The former Palm residence today. Undergoing remodel work. As I captured this image a gentleman named Oskar asked about my interest in the house. I mentioned the name Palm, and that my grandmother Gunhild lived here as a teenager. Oskar moved to Marstrand in 1972. He said, “I once knew an owner of that house. I have been to many a party there. Some I remember. Some I never remembered, beginning next day.”
I mentioned Gunhild in her teens was known to have played tennis with The King, Gustav V, up at Carlsten’s Fortress.
“The king was a bit famous for that,” he said. “Young was his preference. Maybe check; you might have Royal Blood!”
As Gunhild may have appeared after tennis with The King. As a child her nickname was Gulli, meaning gold, for her hair. This photo was taken Midsommer, 1918
Gustav Söderberg, 1918. He’s standing a top a WWI Submarine. He served in the Swedish Navy.
Both Gustav Söderberg and Gunhild Palm were born in Malmo, Sweden. It is not known when or where they met.

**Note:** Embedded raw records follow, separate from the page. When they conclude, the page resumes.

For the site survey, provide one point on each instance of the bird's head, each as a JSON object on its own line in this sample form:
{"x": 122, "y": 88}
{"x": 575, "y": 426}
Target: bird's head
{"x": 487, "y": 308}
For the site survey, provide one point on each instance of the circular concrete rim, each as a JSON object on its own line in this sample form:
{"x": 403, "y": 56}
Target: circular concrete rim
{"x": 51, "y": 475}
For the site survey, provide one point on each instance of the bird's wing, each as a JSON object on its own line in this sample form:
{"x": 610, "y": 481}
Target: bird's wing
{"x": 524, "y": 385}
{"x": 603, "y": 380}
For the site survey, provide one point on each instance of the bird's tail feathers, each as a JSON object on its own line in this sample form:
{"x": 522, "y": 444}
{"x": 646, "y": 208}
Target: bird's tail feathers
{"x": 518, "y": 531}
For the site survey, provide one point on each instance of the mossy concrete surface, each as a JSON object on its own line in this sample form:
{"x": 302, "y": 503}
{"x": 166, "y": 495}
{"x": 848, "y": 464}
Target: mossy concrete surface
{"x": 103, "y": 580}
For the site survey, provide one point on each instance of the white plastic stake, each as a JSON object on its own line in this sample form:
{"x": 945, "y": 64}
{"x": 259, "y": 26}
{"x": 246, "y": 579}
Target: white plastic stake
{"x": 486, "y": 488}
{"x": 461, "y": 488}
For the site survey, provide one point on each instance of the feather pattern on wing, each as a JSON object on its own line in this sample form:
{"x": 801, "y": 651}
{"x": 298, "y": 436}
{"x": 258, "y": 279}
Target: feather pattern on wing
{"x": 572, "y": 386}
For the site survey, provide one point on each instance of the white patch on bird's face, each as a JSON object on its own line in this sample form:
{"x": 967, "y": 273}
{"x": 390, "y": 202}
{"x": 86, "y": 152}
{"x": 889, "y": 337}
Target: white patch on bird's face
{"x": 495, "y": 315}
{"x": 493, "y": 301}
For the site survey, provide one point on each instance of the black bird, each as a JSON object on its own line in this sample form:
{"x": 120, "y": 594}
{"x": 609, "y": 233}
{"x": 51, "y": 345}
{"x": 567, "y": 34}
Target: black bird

However, writing on the back of the above photo indicates it was taken in Marstrand. In any event, they married and in 1920 were parents of Bill Söderberg. The name Bill was chosen after she read a novel with a character named Bill. William was not the name chosen.
Bill in Marstrand. Gunhild, Alma and Bill’s great grandma.
Economic Times, worldwide–the 1920’s were difficult. Agriculture, coal mining, textiles, shoes, shipbuilding and railroads were all in decline. One factor in Sweden, among others then, it had an agrarian economy in the midst of a strong population growth. With so much of the country made of solid rock, agriculture was hard to expand. Young healthy Swede’s immigrated. In the later 19th and early 20th century 1.9 million Swedes immigrated to the U.S.
Swedes kept together upon moving to the U.S. Western Illinois, Iowa, central Texas, southern Minnesota, and western Wisconsin all sprouted sizable enclaves of Swedes. Some filtered to southern California.
We can only speculate why Gustav and Gunhild Söderberg chose Los Angeles. As a carpenter and house builder, perhaps he had read about the housing boom in Los Angeles. Perhaps her experience in Sweden with some musicals and stage productions, Gunhild may have felt the draw of Hollywood.
The choice may have simply been connected with where Gustav’s port of entry to the U.S. was. He came through San Pedro in Los Angeles on September 2, 1921. We knew Gustav came in advance of Gunhild and Bill. And it was assumed he came through Ellis Island, as the two had on done later on March 6, 1923. But where was the record? Swedish family member Nicklas Rydberg provided the missing document above.
Bill wrote: “We were pushed onto the streets of New York City, unable to speak the language. And no idea of where to catch the Greyhound Bus to Hollywood, California.
“My Dad had made the trip a year earlier to build a house for us to live in. When we arrived the framing of the house was up and I think it was ready for the roof. But we had to live in a tent, cook over a camp fire, and make do with an out-house.”